Between January and March 2019, NLT had 18,770 user visits.

====Seen in NY====
Seen in NY was a weekly web series produced by EdLab Studios and published as part of the New Learning Times project platform. As a video series, Seen in NY focused on current educational opportunities in New York. The videos were designed as a resource for the education community, and as stand-alone pieces which represented the work of the featured organization or event. They were part of the new learning sector, where the experience of making the videos are part of the pedagogic experience, as video dialogues.

Seen in NY featured a wide array of educational opportunities, experiences and events, from hundreds of different organizations in New York City, and across the entire state. There are approximately 250 episodes spanning multiple demographics and featuring a diverse range of subject matter, from STEM, to arts, and social justice, that are available on the EdLab blog, on EdLab's Vialogues interface, and as embedded content on the subject of the videos' organization websites.

==== Series overview ====

| Season | Episodes |  | Originally released |  |
| First released | Last released |
| 2012 | 10 |  | October 18, 2012 | December 26, 2012 |
| 2013 | 51 |  | January 2, 2013 | December 25, 2013 |
| 2014 | 52 |  | January 1, 2014 | December 31, 2014 |
| 2015 | 50 |  | January 7, 2015 | December 23, 2015 |
| 2016 | 38 |  | January 6, 2016 | December 28, 2016 |
| 2017 | 21 |  | January 11, 2016 | December 27, 2016 |
| 2018 | 5 |  | March 21, 2018 | June 27, 2018 |

=== Rhizr ===
Rhizr is an online learning tool which brings together learners of similar interests and provides a space to share thoughts, work together, and build off of ideas. Users are able to create, remix and share educational resources amongst each other. Rhizr was created in 2017 by a team of researchers, developers, and content creators at the Gottesman Libraries of Teachers College Columbia University. The mSchool initiative paved the way for what is now known as Rhizr. The name is a metaphor based on a Rhizome, which is a structure of roots and nodes organized in a random and non-hierarchically structure. "Rhizomatic learning" is based on ideas from Gilles Deleuze. Rhizr utilizes modules so that users can share, organize and save information in a non-linear way with a format that is similar to Trello. In June 2019 a new version of Rhizr was released by EdLab with greater flexibility and faster search.

=== EdLab Seminar ===
EdLab hosts seminars at the EdLab space on the 5th Floor of the Gottesman Libraries at Teachers College (almost) every Wednesday.

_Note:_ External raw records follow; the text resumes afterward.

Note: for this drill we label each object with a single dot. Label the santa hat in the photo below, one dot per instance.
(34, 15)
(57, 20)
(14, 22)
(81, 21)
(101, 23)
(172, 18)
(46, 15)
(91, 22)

== Teachers College Record ==
EdLab is the publisher of the Teachers College Record, a journal of research, analysis, and commentary in the field of education which has been published continuously since 1900 by Teachers College.

== Research ==
Postdoctoral research scientists at Edlab draw on their prior professional experience to invent, manage, and assess a range of new functions and services as part of the overall research program designed to create a rich environment for self-directed and social learning in the library and beyond.